To generate an ABS1 promoter–β-glucuronidase (GUS) fusion construct, a genomic DNA fragment of 1149bp upstream of the start codon of the ABS1 gene was amplified using primers 15400PF and 15400PR and cloned into the XbaI and BamHI sites of pCB308 (Xiang et al., 1999). The resulting construct was designated P ABS1 ::uidA and introduced to wild-type plants. T1 transgenic plants were screened for Basta resistance. GUS activity was examined in T2 plants from independent lines. Histochemical GUS staining was performed following the procedure of Jefferson (1987).

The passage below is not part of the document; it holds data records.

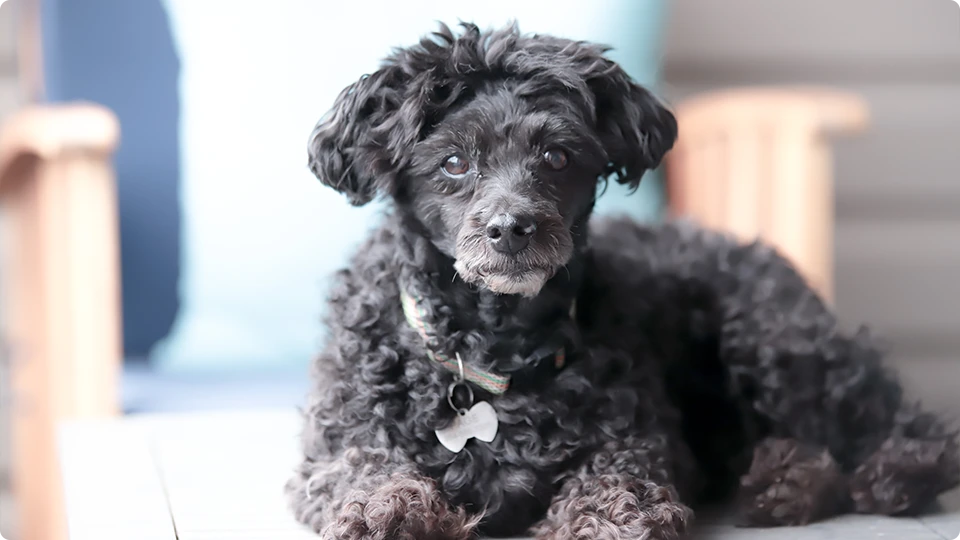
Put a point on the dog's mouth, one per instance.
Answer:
(524, 273)
(526, 282)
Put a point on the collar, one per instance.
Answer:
(494, 383)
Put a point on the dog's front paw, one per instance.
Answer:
(789, 483)
(611, 509)
(403, 508)
(904, 476)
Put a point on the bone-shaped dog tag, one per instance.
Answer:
(480, 422)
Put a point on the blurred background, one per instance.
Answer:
(180, 265)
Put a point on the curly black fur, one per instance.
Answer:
(687, 351)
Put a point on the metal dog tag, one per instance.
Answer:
(480, 422)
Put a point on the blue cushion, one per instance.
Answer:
(260, 235)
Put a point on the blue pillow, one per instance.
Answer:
(261, 236)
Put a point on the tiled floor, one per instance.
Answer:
(219, 476)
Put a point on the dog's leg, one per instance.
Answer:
(623, 491)
(909, 470)
(790, 483)
(808, 380)
(373, 494)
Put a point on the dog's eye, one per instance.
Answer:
(456, 166)
(555, 158)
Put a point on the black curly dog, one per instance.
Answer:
(650, 369)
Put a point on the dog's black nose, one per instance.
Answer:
(510, 233)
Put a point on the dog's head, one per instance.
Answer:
(495, 142)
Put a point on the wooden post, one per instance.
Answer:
(60, 291)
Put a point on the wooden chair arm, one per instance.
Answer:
(755, 162)
(61, 281)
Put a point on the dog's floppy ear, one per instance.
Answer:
(358, 147)
(636, 129)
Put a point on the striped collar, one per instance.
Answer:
(494, 383)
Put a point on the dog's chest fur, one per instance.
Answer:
(382, 390)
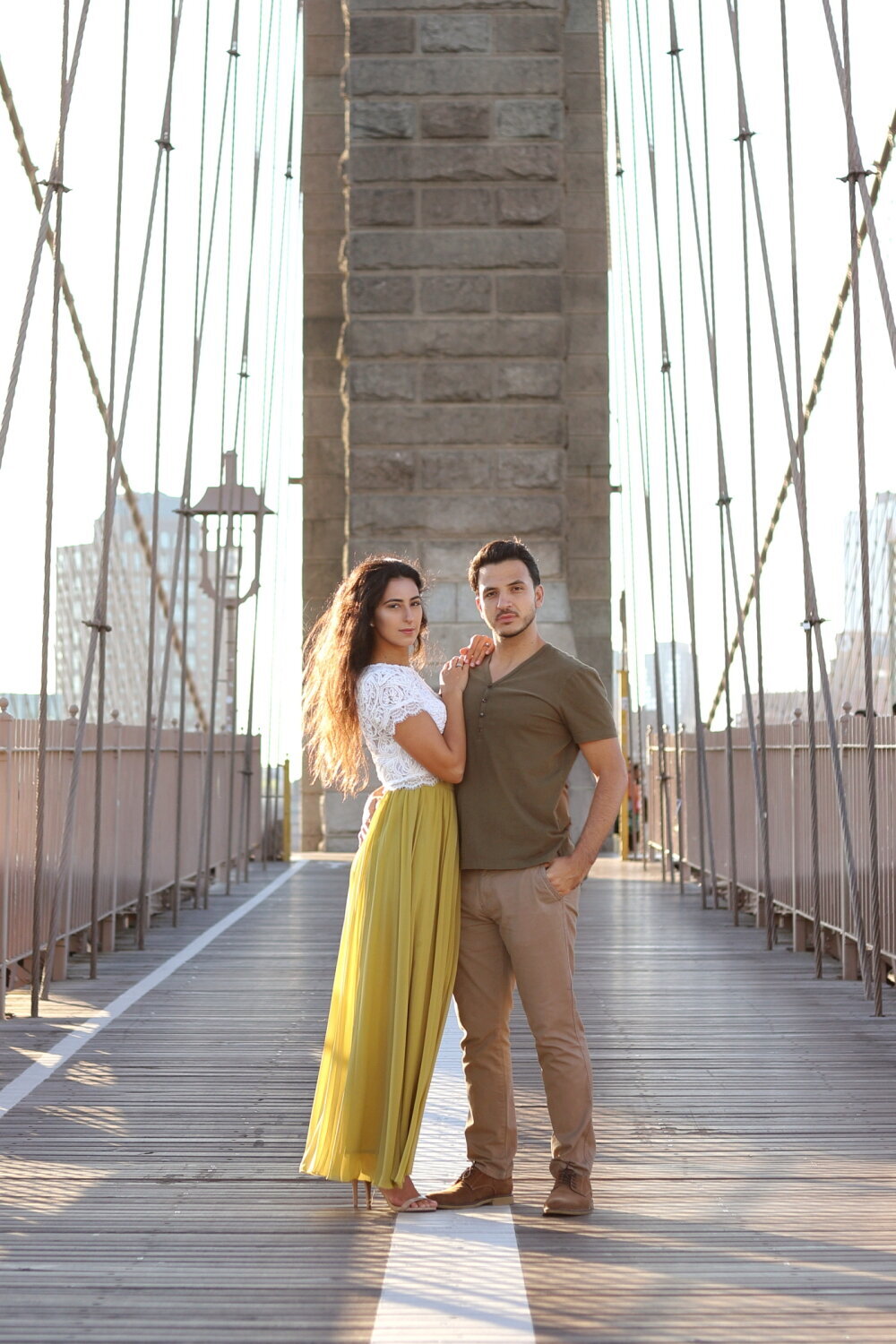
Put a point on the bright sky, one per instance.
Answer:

Protoplast transient expression assay and confocal microscopy

The control green fluorescent protein (GFP) vector pTF486 containing the open reading frame of enhanced GFP (eGFP) driven by the cauliflower mosaic virus (CaMV) 35S promoter was designated P35S::GFP (Yu et al., 2008). To generate a C-terminal GFP-tagged ABS1 fusion protein, the open reading frame of ABS1 was amplified using primers 15400F and 15400GFPR and subcloned into pTF486, and the resulting construct was designated P35S::ABS1–GFP. Arabidopsis leaf protoplast preparation and transient expression of GFP constructs were performed as described by Yoo et al. (2007). For nuclei visualization, protoplasts were resuspended in 0.16M CaCl2 (pH 7.4). Hoechst 33342 (Sigma, St Louis, MO, USA) was added to a final concentration of 20 μg ml–1 to stain the nuclei for 15min in the dark (Meadows and Potrykus, 1981). GFP, Hoechst 33342, and chlorophyll fluorescence signals were monitored using a Nikon A1 confocal microscope.

BR treatment

Synthetic BR epi-brassinolide (epiBL; Sigma) was used in BR treatment experiments. For testing the response of Arabidopsis seedlings to exogenous BR, plants were germinated and grown on 0.5× MS plates without epiBL for 6 days and then transferred to 0.5× MS plates with various concentrations of epiBL for 6 days prior to photographing. To analyse the effect of BR on hypocotyl elongation, plants were germinated and grown on vertically placed 0.5× MS plates with various concentrations of epiBL in the dark or in the light for 1 week in the growth room before photographing and hypocotyl length measurements. A one-sided t-test was used to compare the mean hypocotyl length of abs1-1D or det2-1 with that of the wild type under the same treatment conditions. For BR treatment in liquid medium, seedlings were grown on solid 0.5× MS medium for 6 days and then transferred into 0.5× MS liquid medium. After 5 days of liquid culture, seedlings were treated with 0.2 μM or 0.5 μM epiBL for 4h and then collected and flash frozen in liquid N2 for RNA extraction.

Light microscopy

The middle section of leaf petioles from the first pair of true leaves were hand cut and fixed in 4% (v/v) glutaraldehyde in 0.1mM sodium phosphate buffer (pH 6.8) for 12h at 4 °C. After fixation, samples were dehydrated in a dilution series of acetone and embedded in SPI-PON 812 resin (Structure Probe, West Chester, PA, USA). Semi-thin sections were stained with 1% (v/v) toluidine blue O and observed under an Olympus BX51 light microscope equipped with a DP70 digital camera.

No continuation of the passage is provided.